While Janiele’s talk focused on past damage, Jonathan’s talk centered on a threat that is unlike anything the state has yet experienced. As he noted, this makes it harder for the public and elected officials to understand the danger and prepare for it. The threat: salt water. The main source of much of central and southern California’s water, the State Water Project, sources its water from the Bay Delta, the freshwater river delta fed by the Sacramento and San Joaquin rivers. While the delta is naturally a freshwater marsh, over time much of it has been reclaimed for agriculture, with 1100 miles of levees holding water out of over 50 reclaimed islands. The levees are weak, and an earthquake would destroy many of them. In the event of an earthquake, delta water would fill reclaimed islands. Because the space within the delta islands exceeds the immediately available volume of fresh water, this would cause salt water to be drawn in from the San Francisco Bay, contaminating the State Water Project. Jonathan showed a video animation of this happening.

Finally, Mary Comerio gave a view from architecture and urban planning. She talked about the long view: preparedness as a planning process with three phases: Before the Disaster, Disaster Response, and After the Disaster. How can government better handle each of these phases? Such a question might be the focus of a General Plan Community Safety Element, as it is in San Francisco. Comerio talked about the need for transparent definitions: definitions of hazard, categories of usable housing, and clear goals for the restoration. These form, in effect, the government’s intention and they enable the government and society to hold itself accountable. Comerio showed some examples of plans, policies, and maps. (Read more.)

Common Themes

On the whole, California is probably uniquely resilient to earthquakes because of our diverse and relatively thorough response to the earthquakes we’ve experienced. We’ve engaged in extensive building code revisions, seismic retrofits on a massive scale, and sophisticated planning and outreach efforts. We’re home to major research institutions that interrogate our successes and failures when earthquakes hit and inform better policies to protect us against damage and loss.

On the other hand, because earthquakes are relatively infrequent, our response to them is strongly informed by our singular experiences with them. After an earthquake, seismologists like Jonathan do reconnaissance, collect data, and try to better understand what happened.
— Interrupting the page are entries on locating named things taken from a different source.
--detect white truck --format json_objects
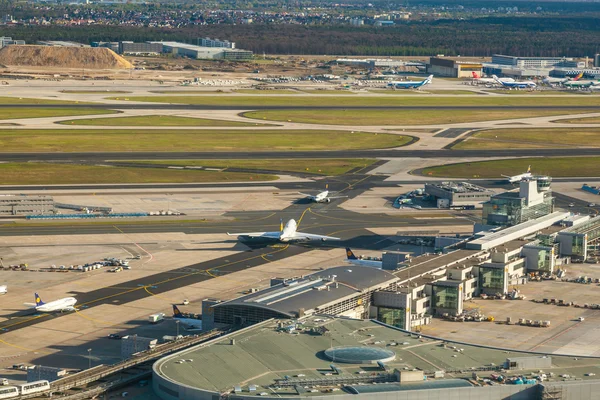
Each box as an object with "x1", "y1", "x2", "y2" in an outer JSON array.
[{"x1": 148, "y1": 313, "x2": 165, "y2": 324}]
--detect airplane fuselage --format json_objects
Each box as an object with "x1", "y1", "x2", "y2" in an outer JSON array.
[{"x1": 35, "y1": 297, "x2": 77, "y2": 312}]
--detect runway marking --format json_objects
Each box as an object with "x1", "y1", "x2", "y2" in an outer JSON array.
[
  {"x1": 0, "y1": 339, "x2": 50, "y2": 354},
  {"x1": 113, "y1": 225, "x2": 154, "y2": 266},
  {"x1": 75, "y1": 309, "x2": 115, "y2": 326}
]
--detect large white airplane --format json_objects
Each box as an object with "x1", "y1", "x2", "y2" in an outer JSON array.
[
  {"x1": 473, "y1": 71, "x2": 515, "y2": 84},
  {"x1": 502, "y1": 165, "x2": 532, "y2": 183},
  {"x1": 25, "y1": 293, "x2": 77, "y2": 312},
  {"x1": 346, "y1": 247, "x2": 383, "y2": 268},
  {"x1": 492, "y1": 75, "x2": 537, "y2": 89},
  {"x1": 173, "y1": 304, "x2": 202, "y2": 331},
  {"x1": 227, "y1": 219, "x2": 341, "y2": 242},
  {"x1": 298, "y1": 190, "x2": 348, "y2": 203},
  {"x1": 388, "y1": 75, "x2": 433, "y2": 89}
]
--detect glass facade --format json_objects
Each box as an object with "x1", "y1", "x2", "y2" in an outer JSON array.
[
  {"x1": 483, "y1": 195, "x2": 554, "y2": 226},
  {"x1": 432, "y1": 285, "x2": 460, "y2": 312},
  {"x1": 479, "y1": 267, "x2": 504, "y2": 292},
  {"x1": 377, "y1": 307, "x2": 406, "y2": 329}
]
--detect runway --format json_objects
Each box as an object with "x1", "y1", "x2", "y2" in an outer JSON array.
[
  {"x1": 0, "y1": 148, "x2": 600, "y2": 163},
  {"x1": 0, "y1": 103, "x2": 600, "y2": 112}
]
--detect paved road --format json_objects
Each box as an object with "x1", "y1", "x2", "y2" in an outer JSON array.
[
  {"x1": 0, "y1": 103, "x2": 600, "y2": 111},
  {"x1": 0, "y1": 148, "x2": 600, "y2": 162}
]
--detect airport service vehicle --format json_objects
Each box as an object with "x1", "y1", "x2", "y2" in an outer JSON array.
[
  {"x1": 26, "y1": 293, "x2": 77, "y2": 313},
  {"x1": 173, "y1": 304, "x2": 202, "y2": 331},
  {"x1": 346, "y1": 247, "x2": 383, "y2": 268},
  {"x1": 502, "y1": 165, "x2": 533, "y2": 183},
  {"x1": 0, "y1": 381, "x2": 50, "y2": 399},
  {"x1": 472, "y1": 71, "x2": 515, "y2": 84},
  {"x1": 492, "y1": 75, "x2": 537, "y2": 89},
  {"x1": 148, "y1": 313, "x2": 165, "y2": 324},
  {"x1": 298, "y1": 190, "x2": 348, "y2": 203},
  {"x1": 227, "y1": 219, "x2": 341, "y2": 243},
  {"x1": 388, "y1": 75, "x2": 433, "y2": 89}
]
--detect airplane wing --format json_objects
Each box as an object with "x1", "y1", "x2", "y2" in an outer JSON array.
[
  {"x1": 294, "y1": 232, "x2": 342, "y2": 240},
  {"x1": 227, "y1": 232, "x2": 280, "y2": 239}
]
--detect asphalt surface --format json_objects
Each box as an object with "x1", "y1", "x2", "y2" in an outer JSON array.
[
  {"x1": 0, "y1": 103, "x2": 600, "y2": 111},
  {"x1": 0, "y1": 148, "x2": 600, "y2": 163}
]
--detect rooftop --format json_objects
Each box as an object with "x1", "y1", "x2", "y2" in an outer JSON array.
[
  {"x1": 154, "y1": 316, "x2": 600, "y2": 398},
  {"x1": 214, "y1": 266, "x2": 396, "y2": 317}
]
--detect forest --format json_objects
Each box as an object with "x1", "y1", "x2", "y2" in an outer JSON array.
[{"x1": 0, "y1": 14, "x2": 600, "y2": 57}]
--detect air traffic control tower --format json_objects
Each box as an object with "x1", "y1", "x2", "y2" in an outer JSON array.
[{"x1": 483, "y1": 176, "x2": 554, "y2": 227}]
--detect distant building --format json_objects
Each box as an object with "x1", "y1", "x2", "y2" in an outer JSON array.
[
  {"x1": 198, "y1": 38, "x2": 235, "y2": 49},
  {"x1": 150, "y1": 42, "x2": 253, "y2": 61},
  {"x1": 427, "y1": 57, "x2": 483, "y2": 78},
  {"x1": 118, "y1": 42, "x2": 163, "y2": 55},
  {"x1": 27, "y1": 365, "x2": 67, "y2": 382},
  {"x1": 483, "y1": 176, "x2": 554, "y2": 227},
  {"x1": 37, "y1": 40, "x2": 90, "y2": 47},
  {"x1": 0, "y1": 36, "x2": 25, "y2": 49}
]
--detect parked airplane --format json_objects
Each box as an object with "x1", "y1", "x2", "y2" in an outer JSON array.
[
  {"x1": 472, "y1": 71, "x2": 515, "y2": 84},
  {"x1": 492, "y1": 75, "x2": 537, "y2": 89},
  {"x1": 564, "y1": 81, "x2": 600, "y2": 89},
  {"x1": 227, "y1": 219, "x2": 341, "y2": 242},
  {"x1": 26, "y1": 293, "x2": 77, "y2": 312},
  {"x1": 388, "y1": 75, "x2": 433, "y2": 89},
  {"x1": 346, "y1": 247, "x2": 383, "y2": 268},
  {"x1": 502, "y1": 165, "x2": 532, "y2": 183},
  {"x1": 173, "y1": 304, "x2": 202, "y2": 331},
  {"x1": 298, "y1": 190, "x2": 348, "y2": 203}
]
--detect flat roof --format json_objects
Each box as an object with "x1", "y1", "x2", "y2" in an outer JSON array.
[
  {"x1": 154, "y1": 316, "x2": 600, "y2": 398},
  {"x1": 213, "y1": 266, "x2": 397, "y2": 317}
]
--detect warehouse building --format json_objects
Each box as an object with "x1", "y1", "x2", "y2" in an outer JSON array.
[
  {"x1": 150, "y1": 42, "x2": 253, "y2": 61},
  {"x1": 427, "y1": 57, "x2": 483, "y2": 78},
  {"x1": 0, "y1": 36, "x2": 25, "y2": 49},
  {"x1": 117, "y1": 41, "x2": 163, "y2": 55},
  {"x1": 425, "y1": 182, "x2": 496, "y2": 208},
  {"x1": 198, "y1": 38, "x2": 235, "y2": 49}
]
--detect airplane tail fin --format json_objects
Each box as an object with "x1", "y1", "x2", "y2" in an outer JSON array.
[
  {"x1": 173, "y1": 304, "x2": 181, "y2": 318},
  {"x1": 35, "y1": 293, "x2": 46, "y2": 307},
  {"x1": 346, "y1": 247, "x2": 358, "y2": 260}
]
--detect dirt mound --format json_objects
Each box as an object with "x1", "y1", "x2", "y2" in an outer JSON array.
[{"x1": 0, "y1": 45, "x2": 133, "y2": 69}]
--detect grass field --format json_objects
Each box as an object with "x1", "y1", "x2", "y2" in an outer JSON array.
[
  {"x1": 453, "y1": 128, "x2": 600, "y2": 150},
  {"x1": 556, "y1": 117, "x2": 600, "y2": 124},
  {"x1": 0, "y1": 163, "x2": 277, "y2": 185},
  {"x1": 244, "y1": 109, "x2": 582, "y2": 126},
  {"x1": 0, "y1": 96, "x2": 81, "y2": 104},
  {"x1": 234, "y1": 89, "x2": 300, "y2": 94},
  {"x1": 0, "y1": 107, "x2": 117, "y2": 120},
  {"x1": 60, "y1": 90, "x2": 131, "y2": 94},
  {"x1": 0, "y1": 128, "x2": 412, "y2": 152},
  {"x1": 422, "y1": 157, "x2": 600, "y2": 179},
  {"x1": 112, "y1": 94, "x2": 600, "y2": 107},
  {"x1": 59, "y1": 115, "x2": 264, "y2": 126},
  {"x1": 131, "y1": 158, "x2": 377, "y2": 176}
]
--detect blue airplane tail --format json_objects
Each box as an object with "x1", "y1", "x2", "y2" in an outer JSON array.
[
  {"x1": 173, "y1": 304, "x2": 183, "y2": 318},
  {"x1": 35, "y1": 293, "x2": 46, "y2": 307},
  {"x1": 346, "y1": 247, "x2": 358, "y2": 260}
]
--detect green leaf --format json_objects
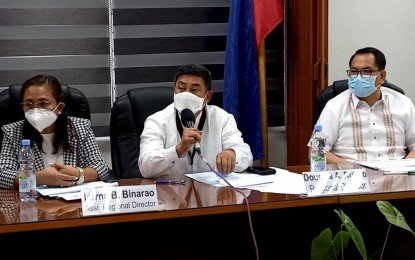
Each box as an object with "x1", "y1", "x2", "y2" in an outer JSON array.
[
  {"x1": 334, "y1": 210, "x2": 367, "y2": 260},
  {"x1": 376, "y1": 201, "x2": 415, "y2": 236},
  {"x1": 311, "y1": 228, "x2": 350, "y2": 260},
  {"x1": 333, "y1": 231, "x2": 350, "y2": 257}
]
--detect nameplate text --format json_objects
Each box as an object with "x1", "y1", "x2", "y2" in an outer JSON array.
[
  {"x1": 81, "y1": 184, "x2": 159, "y2": 216},
  {"x1": 303, "y1": 169, "x2": 370, "y2": 196}
]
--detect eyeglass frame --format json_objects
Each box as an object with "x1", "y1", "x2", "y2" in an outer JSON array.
[
  {"x1": 346, "y1": 69, "x2": 382, "y2": 79},
  {"x1": 20, "y1": 100, "x2": 58, "y2": 110}
]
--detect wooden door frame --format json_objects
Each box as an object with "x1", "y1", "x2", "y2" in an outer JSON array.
[{"x1": 285, "y1": 0, "x2": 328, "y2": 166}]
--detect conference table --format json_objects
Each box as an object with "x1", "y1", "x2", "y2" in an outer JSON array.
[{"x1": 0, "y1": 164, "x2": 415, "y2": 259}]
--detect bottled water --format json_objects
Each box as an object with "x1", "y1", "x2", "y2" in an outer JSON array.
[
  {"x1": 20, "y1": 200, "x2": 39, "y2": 223},
  {"x1": 310, "y1": 125, "x2": 326, "y2": 172},
  {"x1": 17, "y1": 139, "x2": 37, "y2": 201}
]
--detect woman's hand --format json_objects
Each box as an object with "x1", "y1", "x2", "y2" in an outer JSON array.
[{"x1": 36, "y1": 163, "x2": 79, "y2": 187}]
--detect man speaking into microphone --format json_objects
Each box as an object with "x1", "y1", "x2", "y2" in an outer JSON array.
[{"x1": 138, "y1": 64, "x2": 253, "y2": 178}]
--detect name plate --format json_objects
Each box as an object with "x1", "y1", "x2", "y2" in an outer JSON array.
[
  {"x1": 303, "y1": 169, "x2": 370, "y2": 196},
  {"x1": 81, "y1": 184, "x2": 159, "y2": 216}
]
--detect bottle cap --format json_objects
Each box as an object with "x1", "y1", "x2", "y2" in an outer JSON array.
[
  {"x1": 22, "y1": 139, "x2": 30, "y2": 145},
  {"x1": 314, "y1": 125, "x2": 322, "y2": 131}
]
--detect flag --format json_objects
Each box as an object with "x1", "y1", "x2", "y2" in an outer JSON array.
[{"x1": 223, "y1": 0, "x2": 284, "y2": 160}]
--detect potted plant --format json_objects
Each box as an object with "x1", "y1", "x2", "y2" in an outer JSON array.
[{"x1": 311, "y1": 201, "x2": 415, "y2": 260}]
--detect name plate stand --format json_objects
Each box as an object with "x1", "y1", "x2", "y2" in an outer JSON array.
[
  {"x1": 81, "y1": 184, "x2": 159, "y2": 216},
  {"x1": 303, "y1": 169, "x2": 370, "y2": 196}
]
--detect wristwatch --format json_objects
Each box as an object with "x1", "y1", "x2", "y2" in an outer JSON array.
[{"x1": 76, "y1": 167, "x2": 85, "y2": 185}]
All three panelists noted that all the legislation that protects us in earthquakes has been passed the year after a big earthquake, usually to address damages that earthquake caused or vulnerabilities it exposed. Where we fall short is in addressing problems that we know exist but we have not yet experienced, like amplified shaking in soft soil regions of the Bay Area or the collapse of Bay Delta levees or a daytime earthquake in a major urban region.